For a good time call Sara












Pirate walks into a bar, with a steering wheel shoved into the front of his pants...the barkeep looks down at the wheel and up at the pirate's face several times, before he says "Okay! I'll bite...what's with the steering wheel in your pants?" The pirate winks at him with his one good eye, looks down at the wheel and says, "Har! It's drivin' me nuts! Harrr!"

You CAN get more flies with honey than with vinegar...but who would want more flies?

Traveling in Washington state? Hey, get out of my state, there’s too many monkeys here already stomping all over the fucking place. But if you are here, thanks to some funding from Bill Gates most library’s have good internet service and you can get a guest pass to get on the internet to check your email accounts, post on your blog, etc. Now, get out of my fucking state. Um, you are friendly and have beer? Okay, drop in then.

It sure didn’t take the young she monkey on the other side of my eight foot high fence long to collect another stud monkey. And from the looks of his toys and truck he makes damn good money (or is deep in debt) and is plenty macho, I wonder how long he will last with that nice ‘christian’ empire building girl. No worries, by the time she is fifty she’ll be packing more fucking baggage than she will ever be able to get rid of.

Leslie told me I should get laid because a pocket pussy is just so embarrassing. I asked how a pocket pussy could be any more embarrassing than her dildo but she didn’t reply to that. Hell, I would love to get laid, but only with the right woman and she hasn’t showed up so to hell with it.
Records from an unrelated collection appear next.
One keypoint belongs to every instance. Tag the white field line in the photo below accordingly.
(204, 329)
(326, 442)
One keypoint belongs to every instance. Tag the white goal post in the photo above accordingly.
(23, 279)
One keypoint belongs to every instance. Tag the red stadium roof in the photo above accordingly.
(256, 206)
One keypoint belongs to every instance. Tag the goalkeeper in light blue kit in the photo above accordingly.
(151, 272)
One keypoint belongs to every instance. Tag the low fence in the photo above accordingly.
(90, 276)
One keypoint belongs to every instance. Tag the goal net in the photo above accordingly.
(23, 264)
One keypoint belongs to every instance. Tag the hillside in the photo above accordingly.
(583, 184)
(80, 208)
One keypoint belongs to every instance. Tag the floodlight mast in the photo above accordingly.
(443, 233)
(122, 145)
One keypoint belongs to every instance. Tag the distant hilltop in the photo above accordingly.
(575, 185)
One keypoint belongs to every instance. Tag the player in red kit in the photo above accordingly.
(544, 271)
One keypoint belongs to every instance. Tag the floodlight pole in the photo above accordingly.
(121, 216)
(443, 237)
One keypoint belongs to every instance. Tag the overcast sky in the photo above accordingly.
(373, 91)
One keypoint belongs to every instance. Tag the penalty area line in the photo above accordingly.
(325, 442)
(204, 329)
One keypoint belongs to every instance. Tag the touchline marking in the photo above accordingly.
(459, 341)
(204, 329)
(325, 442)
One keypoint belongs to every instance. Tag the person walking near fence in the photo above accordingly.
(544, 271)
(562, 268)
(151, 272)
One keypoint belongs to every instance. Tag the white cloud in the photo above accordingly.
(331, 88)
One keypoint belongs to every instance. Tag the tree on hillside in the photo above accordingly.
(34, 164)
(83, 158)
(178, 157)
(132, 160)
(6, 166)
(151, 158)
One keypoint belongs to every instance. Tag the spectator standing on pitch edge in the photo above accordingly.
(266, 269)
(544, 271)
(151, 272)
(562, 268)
Have a great day, simply and peacefully, hugs….. Billy

Thursday, July 9, 2009

She came for breakfast















Deer often come into the campground to browse, the areas deer are pretty used to the monkeys messing around on their turf and generally speaking the monkeys don’t mess with them.

Later that morning as I was hiking into the hot springs one was coming up the mountain and had not one of us stopped we would have met in the trail at the same point. She looked at me as if, “What are you going to do?” I stopped and told her to go on and she crossed the trail about fifteen feet in front of me, in no hurry to get anywhere, she was just browsing. After she crossed the trail I continued on to the hot springs.

When I returned from business in town yesterday there was one in the yard, odd place for a deer to be this time of year.

I only took two pictures at the hot springs, will be posting one of them but the other one is, well, personal. Summer has retreated some and it’s been raining some, but didn’t stop me from taking a walk yesterday morning. Stopped at the corner market and Glen said he didn’t watch the news because it just pisses him off and there is nothing we can do about any of it, sadly, he is correct, we are just plain fucked.

Optimism is an interesting thing. But in truth it helps bring down empires, think about it. It is said that trying the same thing over and over again (pretty much how mankind keeps doing things) and expecting different results is insanity. I wouldn’t go as far as to say it is insanity, but it sure is stupidity.

After sending out a group email with a few of my camping pictures and asking others what they did over the weekend a lady replied that they also went camping. No, they went to their alternate empire at the lake where they live just as comfy as if they where at home in their big fancy place. I do not consider that camping, just changing locations.

This is a decentralized democracy, that is one reason it is a piece of shit, interesting.